- Born: 20 August 1990 (age 36) Philippines
- Citizenship: Filipino
- Occupations: Catholic priest; Social media content creator;
- Known for: TikTok ministry: "Father TikTok"

= Fiel Pareja =

Filipino Catholic priest and social media personality

Fiel Pareja (born 20 August 1990), known online as Fr. Fiel Pareja or "Father TikTok", is a Filipino Roman Catholic priest of the Archdiocese of San Fernando in Pampanga. He has become known for being the first and one of most visible Catholic priests in TikTok, where he posts religious reflections, prayer times, and bible read-throughs.

== Priesthood ==
Pareja was ordained a priest on 14 February 2020 at the Archdiocese of San Fernando, Pampanga. After his ordination, the COVID-19 restrictions of the Philippines led to the cancellation of regular Sunday Masses and pastoral work. He has since served as parish priest of, among other churches, Our Lady of the Holy Rosary Parish in Magalang, Pampanga.

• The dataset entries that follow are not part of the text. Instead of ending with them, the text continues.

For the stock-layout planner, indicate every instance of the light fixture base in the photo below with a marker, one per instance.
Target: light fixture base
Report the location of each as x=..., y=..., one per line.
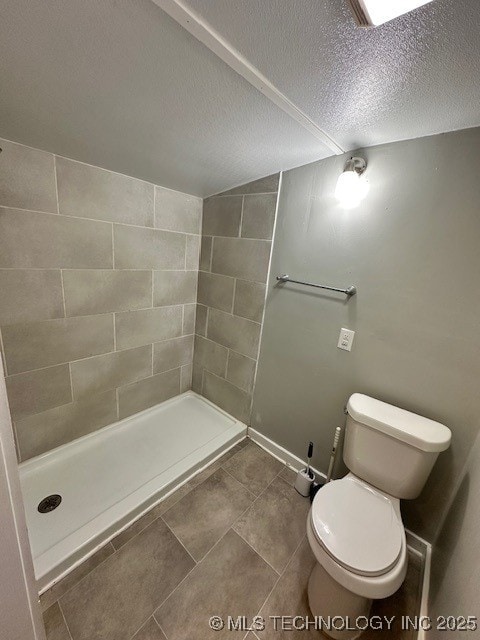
x=356, y=164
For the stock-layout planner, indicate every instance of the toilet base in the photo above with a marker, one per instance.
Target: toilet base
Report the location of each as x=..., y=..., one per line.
x=328, y=599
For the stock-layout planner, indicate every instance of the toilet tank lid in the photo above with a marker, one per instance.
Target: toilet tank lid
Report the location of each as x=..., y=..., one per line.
x=420, y=432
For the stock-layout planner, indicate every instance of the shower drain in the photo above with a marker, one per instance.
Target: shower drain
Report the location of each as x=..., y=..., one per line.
x=49, y=503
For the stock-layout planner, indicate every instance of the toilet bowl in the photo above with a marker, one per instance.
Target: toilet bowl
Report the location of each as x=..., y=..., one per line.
x=354, y=526
x=358, y=539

== Social media ministry ==
Before the COVID-19 pandemic, Pareja began to record short video clips on TikTok. His videos feature morning devotions, Bible verse observations, prayer and sometimes features his involvement on TikTok trend challenges, sometimes wearing a clerical attire. He records videos in two languages, English and Tagalog.

His social media has gained millions of fans. With a later estimate that he had about 3.6 million followers and upward of 150 million likes. He also maintains a presence on Facebook and even leads a daily devotional.

In 2021 he received TikTok awards in the Rising Star and Top Educational Creator categories for his ministry-related videos.

Pareja has described his social media activity as a secondary part of his priestly work, with on-the-ground pastoral duties remaining the priority.